Friday, January 9, 2009

Classic Jazz Recording

Sometime ago, a friend Googled me and said, “In the results, I got all these old Jazz recordings. Is this you?” Actually it is me. Eons ago, when I first moved up to San Francisco from LA, my ex-husband and I owned a small record label called Blue Jazz Records. We recorded pianist George Michalski, the Waterfront Blues Band, Johnny Nitro and the Doorslammers and a few other people. The company itself wasn’t successful, in fact it cost us a lot of money, but other things came of it. I became president of the NARAS chapter, found a steady job at Winterland Productions through Bill Graham, and best of all, I met husband Marc. The other thing that came out of this was work on a huge batch of Jazz reissue CD’s in the mid -1990’s, and these are the recordings that search engines still find.

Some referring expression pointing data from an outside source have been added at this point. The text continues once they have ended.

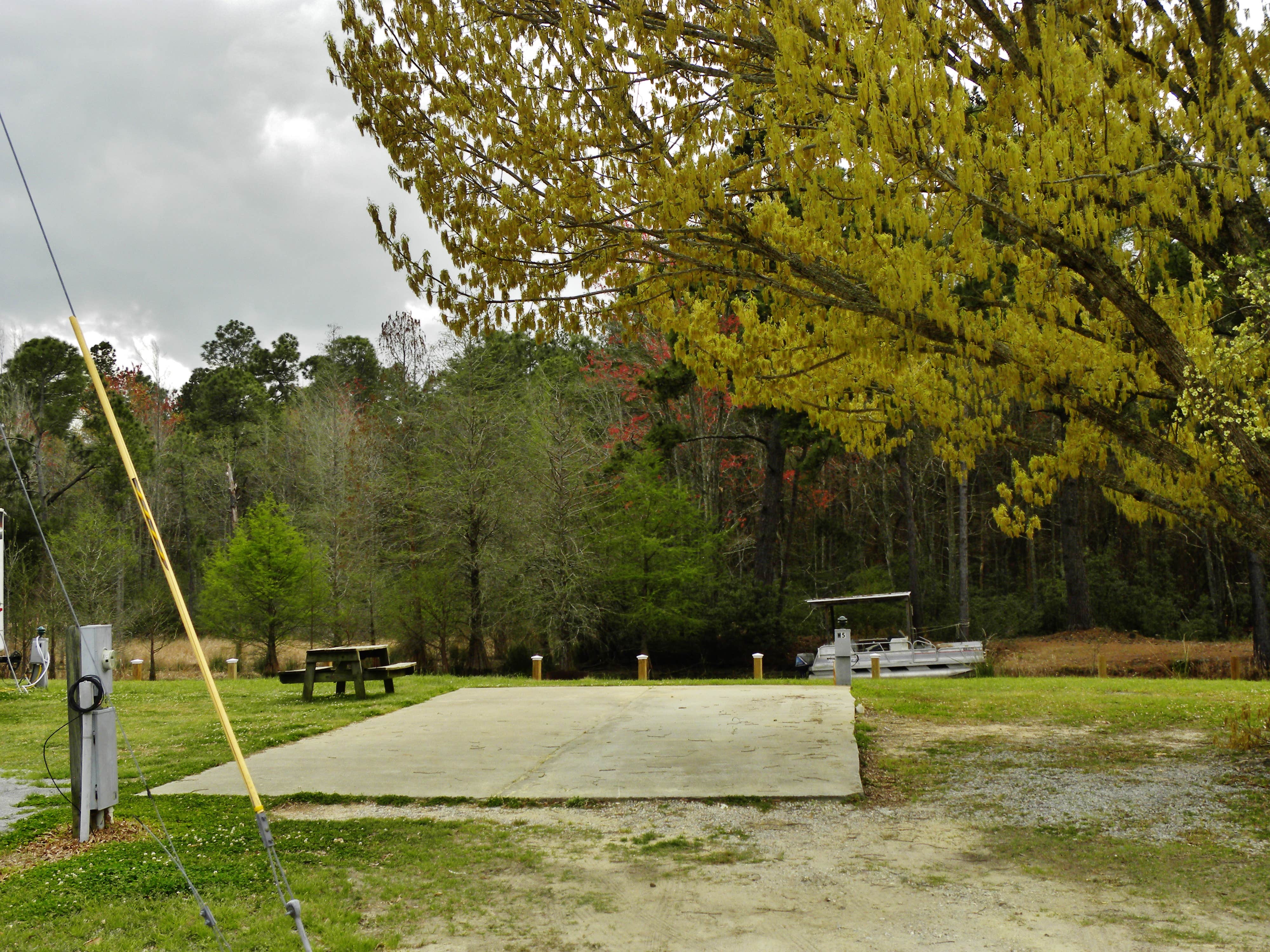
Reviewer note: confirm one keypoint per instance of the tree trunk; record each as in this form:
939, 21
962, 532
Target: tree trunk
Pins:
271, 658
477, 661
772, 507
789, 540
911, 530
1215, 588
1260, 619
965, 557
1032, 573
949, 511
1080, 616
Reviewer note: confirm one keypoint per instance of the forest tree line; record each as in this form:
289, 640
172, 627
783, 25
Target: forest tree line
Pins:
476, 501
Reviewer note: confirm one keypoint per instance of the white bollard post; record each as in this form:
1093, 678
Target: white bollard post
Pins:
843, 657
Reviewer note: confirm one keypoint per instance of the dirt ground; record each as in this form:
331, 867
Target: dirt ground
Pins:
1127, 656
822, 875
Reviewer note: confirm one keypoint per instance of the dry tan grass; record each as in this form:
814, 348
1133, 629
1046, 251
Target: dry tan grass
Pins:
62, 843
1127, 656
177, 659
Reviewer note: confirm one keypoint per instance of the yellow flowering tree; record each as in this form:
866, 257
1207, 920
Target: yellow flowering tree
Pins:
886, 214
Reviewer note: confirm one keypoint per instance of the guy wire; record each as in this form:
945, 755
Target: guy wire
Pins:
39, 221
171, 849
262, 821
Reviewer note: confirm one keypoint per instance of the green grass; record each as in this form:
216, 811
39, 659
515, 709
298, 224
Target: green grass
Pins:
129, 897
1116, 704
175, 732
388, 878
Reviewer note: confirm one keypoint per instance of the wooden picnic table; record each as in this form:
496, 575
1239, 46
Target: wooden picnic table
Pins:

Orrin Keepnews, the jazz producer who owned Riverside and Milestone Records (Thelonious Monk, Wes Montgomery, Bill Evans, etc…) was a long time board member and national trustee of the SF NARAS chapter. Last I heard, he’s still around and working at 86! Anyway, back in the mid-90’s the major record companies were buying up classic jazz labels and remastering all the music that could be rescued for re-release on CD. For jazz fans, this was a matter of some urgency. Manufacturers of recording tape had tried different formulas and materials at different times in the past, and many of the 2 and 4 track master recordings from the 1930’s and 40’s (even the 1960's) were literally falling apart. Record masters prior to that were recorded on reverse metal plates (remember, we are talking about technology used to press vinyl 78, 45 & 33 RPM recordings). The problem with the metal plates was that they warped, but still the deteriorating tape was a bigger priority.

Orrin was doing a bi-coastal thing. He was not only a respected producer knowledgeable about the artists and the circumstances of all the recordings, but he was also well known as a writer on jazz history. Because of this, he was hired by BMG to work on reissues of the Verve and Bluebird catalogs in New York, and he was also hired by MCA to work on reissues of the Decca, Commodore and Chess catalogs in LA. As he found himself alternating between the two from week to week (at 72!), he hired me as an assistant producer for the LA project, and we did about 20 reissue CD’s together (listed at the bottom).

We did all the digital sessions at MCA’s mastering studios in Burbank. A couple experiences are really burned in my mind. The first was when we played the original 1938 master for Billie Holiday’s Strange Fruit (youtube video). This is probably hard to imagine now that we are accustomed to hearing extremely compressed digital music through tiny (tinny) ear buds, but to hear the lush analog 2 track master recording of this beautiful and haunting song through state-of-the-art recording studio speakers was a transcendent experience. You could close your eyes and imagine her singing into the microphone right in front of you. Unfortunately, the tape was in bad shape. We knew we would only have one chance to capture it digitally and the tape fell apart in strips as it played through the machine. The original was lost forever (but we got the digital capture!). I consider the opportunity to hear it that way one of the more fortunate things in my life.

The second thing was a visit to collector and jazz producer Steve Lasker. This was another unreal aural experience. Mr. Lasker lived in a… I’ll be kind and call it disheveled...house, right on Venice Beach with two huge shaggy St. Bernard dogs and hundreds of pre-tape metal masters. So, we’d sit in this funky living room with the wads of dog hair blowing around on the floor, surrounding a playback system he’d rigged up with an old Pioneer turntable. He would take a roll of quarters, and judiciously place them around to balance out the warping, and do other mad scientist type adjustments. To hear this music from the 1910's & 20’s come to life again was really something. And then the dogs would start to howl along, and we’d all laugh (and sneeze).

Here’s a partial list of recordings, many of these were boxed sets of 2 to 4 CDs:
The History of Chess Jazz - The Commodore Story - Billie Holiday: the Complete Commodore Recordings - Ella (Fitzgerald) : the Legendary Decca Recordings (this was a 4 CD set that had Grammy nominations for Best Historical Recording and Best Liner Notes in 1996) - Lester Young: The Kansas City Sessions - Jelly Roll Morton Last Sessions: The Complete General Recordings - Louis Armstrong: Satchmo at Symphony Hall - Pete Fountain: Do You Know What It Means to Miss New Orleans? - James Moody: Return from Overbrook - Art Farmer: Out of the Past - Ella and Friends - The Nat King Cole Trio Hit That Jive Jack: The Earliest Recordings and Hamp: The Legendary Decca Recordings of Lionel Hampton.